Negli ultimi anni, però, avevamo ridotto l’operatività facendoci aiutare da persone di fiducia. Ma poi è arrivata la pandemia con le conseguenti chiusure, motivo per cui, per far fronte a tutti i problemi che ne sono derivati, abbiamo rivoluzionato le nostre attività: Osteria Mezzaluna e Oryza, sintetizzandole in una sola che è diventata Ristò – La Trattoria del Buon Mangiare. E Daniela ed io siamo tornati agli albori, sgambettando come i due ventenni di allora.
E in futuro?
Rispetto a tutto quello che stiamo vivendo da un po’ di tempo a questa parte, tra pandemia e guerra, ora mi viene difficile fare programmi, non dico a lungo, ma neanche a medio o breve termine, nell’attesa di una rinnovata normalità. Da una parte può essere un bene, che dovrebbe indurci a cercare di vivere più intensamente l’attimo – Carpe diem – apprezzando e gustando ogni minima cosa ci si presenti; ancora di più se pensiamo a chi si è trovato, di punto in bianco, la vita stravolta, se non persa del tutto. Dall’altra può sopraggiungere lo sconforto, l’amarezza, la perdita di speranza e, quindi, la mancanza di un progetto. Questo vale per le piccole, come per le grandi cose della vita.
Comunque è imperativo andare avanti, ognuno nel suo: con scienza e coscienza… come si dice. E noi andiamo avanti!
Concludendo, come epilogo troverai un apologo: una storiella che ho scritto durante il primo periodo di ‘arresti domiciliari’.

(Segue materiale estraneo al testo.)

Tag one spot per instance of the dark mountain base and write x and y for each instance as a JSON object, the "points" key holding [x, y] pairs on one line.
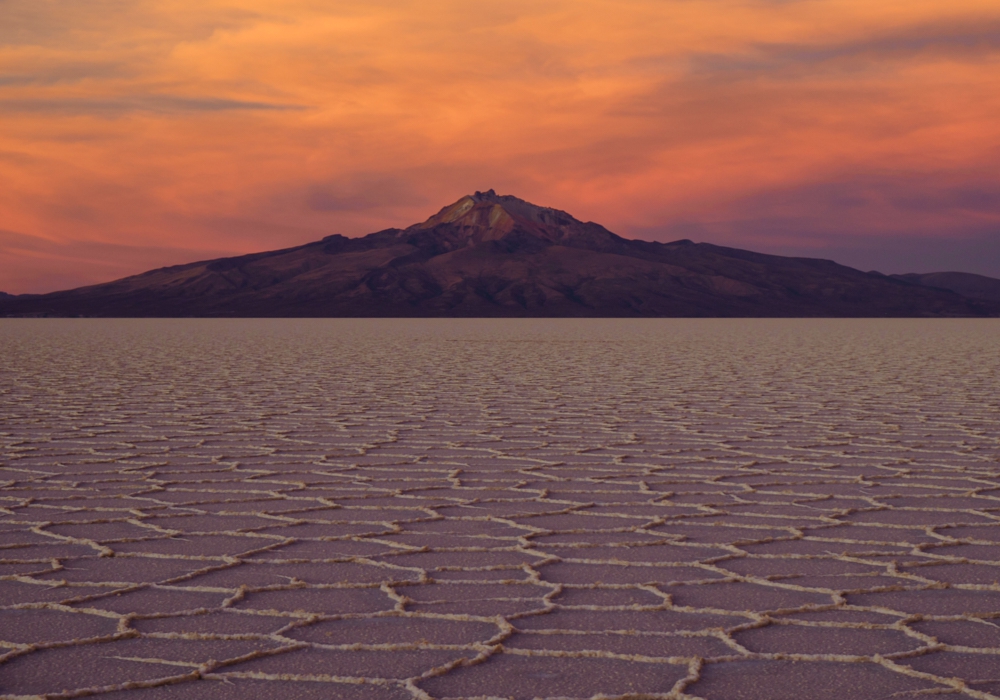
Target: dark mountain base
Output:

P.S. – 1 Un ultimo accenno al titolo: non esiste alimento di colore grigio!! Neanche più o meno sfumato. Al massimo può fare da sfondo, come il piano d’acciaio su cui si lavora in cucina, o come i nostri ‘grigiori’ che, con i colori dei cibi, possono essere rallegrati. Quando mi capita una giornata grigia, un giro al mercato mi migliora l’umore anche se è in pieno inverno e il cielo è dello stesso colore. In cucina poi, mettendo in moto tutti i sensi, si attivano pure gli ormoni del buon umore; in particolare, dopo che hai gustato quello che hai mangiato, magari accompagnato da un bicchiere di vino. Non dico, come si direbbe in queste circostanze, ‘un buon bicchiere di vino’, perché ci mancherebbe pure che devi bere un bicchiere di vino cattivo! Anche gli psicologi, che studiano la cromoterapia, hanno stabilito che i colori dei cibi ci fanno bene, per cui, anziché sdraiarci sul lettino per farcelo dire, mettiamoci all’opera che è tutto di guadagnato.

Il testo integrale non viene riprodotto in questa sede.